General Logistics Systems B.V.
- Industry: Parcel service
- Founded: 1999
- Headquarters: Amsterdam-Duivendrecht, Netherlands
- Area served: Europe, United States, and Canada
- Key people: Dr. Karl Pfaff, CEO
- Services: Postal/Parcel delivery/Collecting
- Revenue: ▲€5.6 billion (2023/24)
- Owner: International Distribution Services
- Number of employees: about 23,000
- Website: www.gls-group.com

= GLS Group =

European logistics company

General Logistics Systems B.V. (GLS) is a parcel services provider operating in Europe and North America.

== History ==
The company was known as German Parcel when it was founded in 1989 by Rico Back, formed by bringing together twenty-five freight forwarders. Ten years later it was acquired by Royal Mail Group, which used it to form a new holding company: Global Logistics Systems (GLS). Between 1999 and 2002 a Europe-wide network of couriers was formed 'through acquisitions and the founding of companies in numerous countries', and in 2002 GLS was launched as a parcels delivery brand.

In 2012, Global Logistics Systems B.V. was described as a subsidiary of Royal Mail Group Ltd: 'a holding company incorporated in the Netherlands which has investments in other operational companies based in Europe'.
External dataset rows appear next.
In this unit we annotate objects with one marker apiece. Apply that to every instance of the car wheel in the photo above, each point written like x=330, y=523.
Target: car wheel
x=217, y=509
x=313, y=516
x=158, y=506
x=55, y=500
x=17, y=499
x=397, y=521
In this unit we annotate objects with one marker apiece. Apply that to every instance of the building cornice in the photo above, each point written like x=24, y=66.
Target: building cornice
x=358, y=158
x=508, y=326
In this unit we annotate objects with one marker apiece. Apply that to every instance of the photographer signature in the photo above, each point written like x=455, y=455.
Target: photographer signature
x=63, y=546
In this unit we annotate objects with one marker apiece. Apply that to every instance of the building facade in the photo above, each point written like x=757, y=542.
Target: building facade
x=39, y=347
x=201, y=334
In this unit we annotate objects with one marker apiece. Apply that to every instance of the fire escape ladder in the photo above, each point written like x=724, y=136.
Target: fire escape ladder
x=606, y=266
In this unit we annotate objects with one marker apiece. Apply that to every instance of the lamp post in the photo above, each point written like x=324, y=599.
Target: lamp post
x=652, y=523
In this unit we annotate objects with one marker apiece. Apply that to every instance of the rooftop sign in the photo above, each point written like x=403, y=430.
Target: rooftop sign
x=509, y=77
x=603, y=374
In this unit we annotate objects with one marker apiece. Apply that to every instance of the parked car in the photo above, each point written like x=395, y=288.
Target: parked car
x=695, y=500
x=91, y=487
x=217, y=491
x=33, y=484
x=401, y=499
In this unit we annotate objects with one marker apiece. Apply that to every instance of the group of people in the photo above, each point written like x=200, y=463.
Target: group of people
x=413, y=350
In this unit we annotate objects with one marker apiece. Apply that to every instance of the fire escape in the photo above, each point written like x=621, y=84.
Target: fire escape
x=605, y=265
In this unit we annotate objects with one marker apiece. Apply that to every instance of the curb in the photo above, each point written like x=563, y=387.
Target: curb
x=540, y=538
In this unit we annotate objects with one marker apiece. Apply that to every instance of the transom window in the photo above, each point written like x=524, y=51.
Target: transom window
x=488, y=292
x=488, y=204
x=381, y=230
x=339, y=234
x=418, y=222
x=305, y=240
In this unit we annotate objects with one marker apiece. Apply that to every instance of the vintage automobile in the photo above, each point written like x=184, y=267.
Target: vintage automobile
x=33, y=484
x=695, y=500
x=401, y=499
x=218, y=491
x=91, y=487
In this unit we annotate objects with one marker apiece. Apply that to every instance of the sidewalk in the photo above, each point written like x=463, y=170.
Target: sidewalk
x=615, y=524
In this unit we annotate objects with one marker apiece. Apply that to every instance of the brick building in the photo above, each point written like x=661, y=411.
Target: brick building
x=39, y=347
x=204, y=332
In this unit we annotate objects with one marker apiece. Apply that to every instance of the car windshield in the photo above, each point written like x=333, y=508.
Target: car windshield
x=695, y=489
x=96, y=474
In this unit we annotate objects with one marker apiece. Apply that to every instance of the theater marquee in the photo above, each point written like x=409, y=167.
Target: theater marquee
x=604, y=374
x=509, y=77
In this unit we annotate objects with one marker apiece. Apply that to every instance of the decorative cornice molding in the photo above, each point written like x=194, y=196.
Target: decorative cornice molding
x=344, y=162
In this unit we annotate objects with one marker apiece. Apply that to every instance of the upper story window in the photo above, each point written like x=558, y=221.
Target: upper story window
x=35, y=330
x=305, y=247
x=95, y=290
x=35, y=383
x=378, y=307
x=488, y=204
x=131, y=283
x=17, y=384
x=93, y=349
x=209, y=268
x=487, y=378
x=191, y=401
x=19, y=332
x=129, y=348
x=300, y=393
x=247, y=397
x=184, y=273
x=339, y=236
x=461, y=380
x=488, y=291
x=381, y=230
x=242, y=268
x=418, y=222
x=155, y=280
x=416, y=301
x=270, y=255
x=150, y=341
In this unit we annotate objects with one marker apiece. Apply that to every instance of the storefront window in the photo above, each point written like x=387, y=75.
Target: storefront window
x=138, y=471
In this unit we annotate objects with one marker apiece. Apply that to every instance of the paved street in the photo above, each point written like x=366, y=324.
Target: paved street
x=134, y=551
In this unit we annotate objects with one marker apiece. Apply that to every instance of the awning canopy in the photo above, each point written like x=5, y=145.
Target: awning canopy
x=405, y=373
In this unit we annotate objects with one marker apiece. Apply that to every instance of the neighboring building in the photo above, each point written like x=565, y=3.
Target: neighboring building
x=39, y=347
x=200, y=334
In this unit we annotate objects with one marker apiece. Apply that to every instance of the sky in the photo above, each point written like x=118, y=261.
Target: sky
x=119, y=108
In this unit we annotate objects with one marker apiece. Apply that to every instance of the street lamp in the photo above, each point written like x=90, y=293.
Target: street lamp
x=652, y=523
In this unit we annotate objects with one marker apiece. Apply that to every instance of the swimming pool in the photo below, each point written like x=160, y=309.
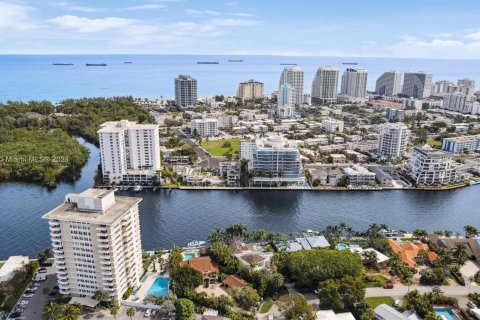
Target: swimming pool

Between 2016 and 2020 GLS Group began to expand into North America: In 2017, GLS acquired the California-based parcel delivery company Golden State Overnight (GSO) Delivery Service, as well as Postal Express. GSO was renamed GLS-US in December 2019. In September 2018 GLS acquired the Canadian parcel delivery company Dicom, expanding operations in North America and Europe. In October 2021 GLS acquired the Canadian logistics company Mid-Nite Sun Transportation Ltd, operating under Rosenau Transport, further expanding into the Canadian market.

In 2022 Royal Mail plc was renamed as International Distributions Services plc; together with Royal Mail Group Ltd, GLS Group became a subsidiary of IDS plc.

== Operations ==
GLS Group operates a ground‑based parcel network across Europe and North America, providing delivery solutions for business and consumer customers. Industry profiles describe GLS as one of the larger European parcel carriers, with operations in around 50 countries and a network of more than 120 hubs and 1,600 depots handling hundreds of millions of parcels per year.

=== Parcel and ground ===
GLS’s core business consists of deferred parcel and ground services for B2B and B2C shippers, typically focused on parcels up to around 30 kg. Carrier overviews note that GLS positions itself as a road‑based parcel network, with regular services connecting national networks and partner companies across its European core markets and North American operations.

=== Express ===
In addition to standard ground products, GLS offers various express and time‑definite services in several of its markets. Trade and industry coverage describes GLS as providing next‑day or expedited delivery options on selected routes, positioning these as a complement to its core deferred parcel services.

=== Freight ===
While GLS is primarily a parcel carrier, some national operations also provide additional logistics and freight‑related services. North American materials, for example, refer to GLS offering both parcel and less‑than‑truckload (LTL) services as part of its regional strategy.

=== Cross‑border and international ===
GLS operates cross‑border services linking its European network with operations in the United States and Canada, supporting e‑commerce and business shipments between these regions. Parcel and postal industry media report that GLS has integrated GLS US services with its European network, enabling direct parcel flows between the USA and about 50 European countries with standardised tracking and delivery options.

=== Out‑of‑home network and digital ===
GLS supports home delivery with a network of out‑of‑home options, including parcel shops and parcel lockers. Industry and partner announcements describe how GLS has expanded its locker and pick‑up network in several countries to accommodate growing e‑commerce volumes and demand for flexible delivery.

==Criticism==
In 2010 the parcel service was 'passed' a review by the German Consumers' Organization. The handling and wrong parcel pick-ups were criticized. The review was repeated in 2014 with similar results. In November 2019 the German magazine Stern published statistics with a 'shock indicator/goods damaged' value of 44,4%.

In mid-September 2016, hundreds of parcel delivery workers took strike action in the Italian cities of Bergamo, Brescia, Piacenza, Bologna and Parma against GLS and its subcontractors to protest against poor working conditions. On the night of 14–15 September 2016, a van broke through a picket line formed by workers in front of the plant operated by GLS subcontractor SEAM in Piacenza. The van struck and killed Egyptian worker Abd Elsalam Ahmed Eldanf. It was reported that eyewitnesses heard the plant's Chief of Staff ordering the driver to break through the picket line. The Piacenza Prosecutor's office concluded that no strike or protest was taking place at that moment and therefore ruled the death was a car accident. The driver was subsequently released, prompting 7,000 workers to take to the streets in Piacenza and at other GLS offices in Italy, as well as from other firms.